Es importante destacar que esas calles llenas de esperanza, no son excluyentes. Todo lo contrario, no se pretende en ellas imponer ningún ideario frente a otro, porque son conscientes de la pluralidad de la sociedad catalana. Y además, supone algo tan grande, como que muchos catalanes han dicho basta a su silencio, han dicho basta a sus miedos, y han decidido caminar sin miedos hacia un presente de convivencia y tolerancia donde caben todos, incluso los que llevan años rompiendo la concordia sobre el paraguas de la ruptura democrática.

Hoy, también habrá mucha gente decepcionada por el engaño al que le sometieron los Artus Mas, Puigdemont y Junqueras de turno. Poniéndome en su lugar, debe ser frustrante darte cuenta que tras las bellas palabras de la República de Cataluña solo se ocultaba la negociación para salvarse ellos de sus responsabilidades penales.

Si tanto querían votar, porque no convocó Puigdemont elecciones. Hoy ya se sabe por qué. Porque estaba negociando lo suyo, sus privilegios y sus prebendas para que la ley no le afecta a él y a un grupillo de los suyos, mientras dejaban en la cuneta a muchos catalanes que se creyeron sus planes de buena fe.

La mayoría de los catalanes quería elecciones autonómicas en Cataluña para salir de esta situación de parálisis que está afectando gravemente no solo a la convivencia, sino al bienestar de las personas. Pues bien, Puigdemont y Junqueras, que siempre hablaban de la necesidad de que votaran los catalanes, no las quisieron. Pero las van a tener.

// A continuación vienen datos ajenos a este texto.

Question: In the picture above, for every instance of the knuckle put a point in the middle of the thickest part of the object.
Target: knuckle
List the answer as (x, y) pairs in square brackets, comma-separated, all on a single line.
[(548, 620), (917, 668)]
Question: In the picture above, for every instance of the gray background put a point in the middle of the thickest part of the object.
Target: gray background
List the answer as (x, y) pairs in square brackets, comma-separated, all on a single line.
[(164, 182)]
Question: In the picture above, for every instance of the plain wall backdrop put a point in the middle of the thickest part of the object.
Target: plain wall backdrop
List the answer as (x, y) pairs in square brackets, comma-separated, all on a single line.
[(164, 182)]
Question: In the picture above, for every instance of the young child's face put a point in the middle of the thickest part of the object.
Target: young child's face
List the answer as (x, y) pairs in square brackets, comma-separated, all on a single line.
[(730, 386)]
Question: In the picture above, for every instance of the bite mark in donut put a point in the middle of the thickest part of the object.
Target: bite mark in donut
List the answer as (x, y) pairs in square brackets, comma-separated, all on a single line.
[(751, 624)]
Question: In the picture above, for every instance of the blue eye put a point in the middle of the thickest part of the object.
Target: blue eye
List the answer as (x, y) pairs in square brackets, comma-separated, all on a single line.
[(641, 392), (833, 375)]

Porque una de las consecuencias que ha tenido la vuelta del Estado de Derecho a Cataluña ha sido escuchar a esa mayoría de catalanes, que ahora sí, van a poder votar legalmente y con garantías democráticas el día 21 de diciembre.

El camino no va a ser fácil, porque los secesionistas querrán seguir engañando a unos ciudadanos que cada vez se van a dejar utilizar menos al descubrir sus verdaderas intenciones. El 21 de diciembre, el pueblo de Cataluña va a ir a votar. Y lo harán como ciudadanos libres que saben que de su voto depende la historia de su país, depende su bienestar, depende, como señaló Borrell, que se acabe con este proceso que es la peor cosa que le ha pasado a Cataluña.

La convocatoria de las elecciones el día 21 de diciembre pretende devolver la normalidad institucional a Cataluña. Una normalidad, que no existe desde hace ya muchos años y se ha deteriorado aún más hasta llegar a la ruptura en las últimas semanas. Es hora ya de la normalidad.

Hay que elegir un gobierno para que gestione las necesidades de los ciudadanos catalanes. No un gobierno que lleve al miedo, la ruptura y el fracaso. No es normal que desde el año 2010 se hayan celebrado en Cataluña cuatro procesos electorales autonómicos: 2010, 2012, 2015 y ahora 2017.

El 21 de diciembre, hay que aprovechar la nueva esperanza.